In today’s tutorial I’ll show you a technique for weaving a simple two-colour gradient that you can use to create an ombré effect in your woven pieces.
An ombré effect is created by weaving multiple strands of yarn simultaneously and gradually swapping in a different coloured thread as your weaving progresses.
It is a technique commonly used by tapestry weavers to blend colours or adjust the weight of the weft yarn.
The project I’ve chosen is a simple sampler. My only objective was to experiment with the technique and test how the yarn behaves before applying it in my final piece.
Project: Woven Ombré Sampler
- Gradually blend two colours across the surface of the fabric to produce an effect reminiscent of ombré.
- Make a small woven sample to test the effects of colour transitions and to see how the chosen yarn behaves when woven.
- Plain weave
- Colour changes – Half-hitch method
- Building a yarn – see ‘Sampling and ‘Method’ below
My set-up comprised a frame-loom warped to a width of approximately 10cm (4 inches), with 4 warp ends per 2.5cm (4 ends per inch).
I wove in a ground weave using spare warp thread. This helped space the warp and provided a firm base to start weaving.
My plan to secure the warp and weft was to start and finish the piece with a row of double half -hitches.
I decided on a lace weight (2 ply) yarn in two neutral tones that were of similar contrast.
Colour 1: BLUE - Morris Maya Lace Baby Alpaca, #3213 Winter Sky
Colour 2: CREAM - Morris Maya Lace Baby Alpaca, #3224 Erlicheer
The method relies on grouping a number of strands of lightweight yarns, which are then worked as one weft yarn within the piece.
I tested grouping 8, 10 and 12 strands, weaving a few rows of each yarn to see which would sit best within the warp.
I went with 10 strands as it seemed to fill the space between warps evenly - 8 strands lay too flat, and 12 strands was too bulky.
I also tested the visual effect of the gradient by swapping-in one or two strands of colour two. I went with a two-strand swap-in as it was more time effective and achieved similar results.
My sampling produced six colours within the gradient of blue to white.
The thread composition of each yarn is as follows:
- Yarn 1: 10 strands blue
- Yarn 2: 8 strands blue, 2 strands white
- Yarn 3: 6 strands blue, 4 strands white
- Yarn 4: 4 strands blue, 6 strands white
- Yarn 5: 2 strands blue, 8 strands white
- Yarn 6: 10 strands white
To build each weft yarn I measured out ten lengths* of each thread. Holding the strands at one end I carefully wound them on to my bobbin^.
*My lengths were about six arm lengths long, enough for multiple samples.
^A shuttle, weaving needle (for shorter lengths) or winding the yarn into a butterfly would also be appropriate.
Using Yarn 1 (blue), I wove a row of double half-hitches to secure and space the warp.
Continuing in Yarn 1 I wove in seven rows using plain weave. I finished the row and secured the yarn tail using a half-hitch.
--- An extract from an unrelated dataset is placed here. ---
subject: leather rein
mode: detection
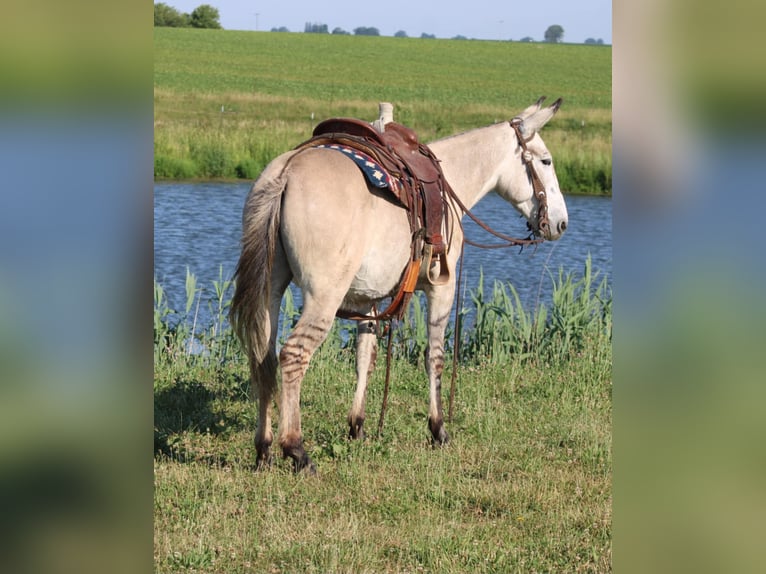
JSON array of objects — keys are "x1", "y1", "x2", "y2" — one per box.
[{"x1": 445, "y1": 118, "x2": 550, "y2": 250}]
Progressing with Yarn 2 I wove another seven rows, hitching-off on the opposite side from which I started – alternating the ‘hitch-on, hitch-off’ point will help space the weft evenly across the face of the fabric.
I continued this pattern, working through each colour change methodically.
On completing the last colour change I used a row of double half-hitches to secure both warp and weft before cutting the piece from the loom.
No finishing techniques were applied but I might use this sample in the future to test the effects of steam blocking on this particular yarn.
Opportunities for further experimentation
- I could use this stranding technique to incorporate more lightweight yarns into my work.
- It opens up a wide range of yarns that could be used in my work, this means more colours and textures to choose from!
- Blending yarns could be used to introduce subtle colour variations.
- Possibility to create really interesting colour and texture combinations.
- Use stranding to create the yarn I want!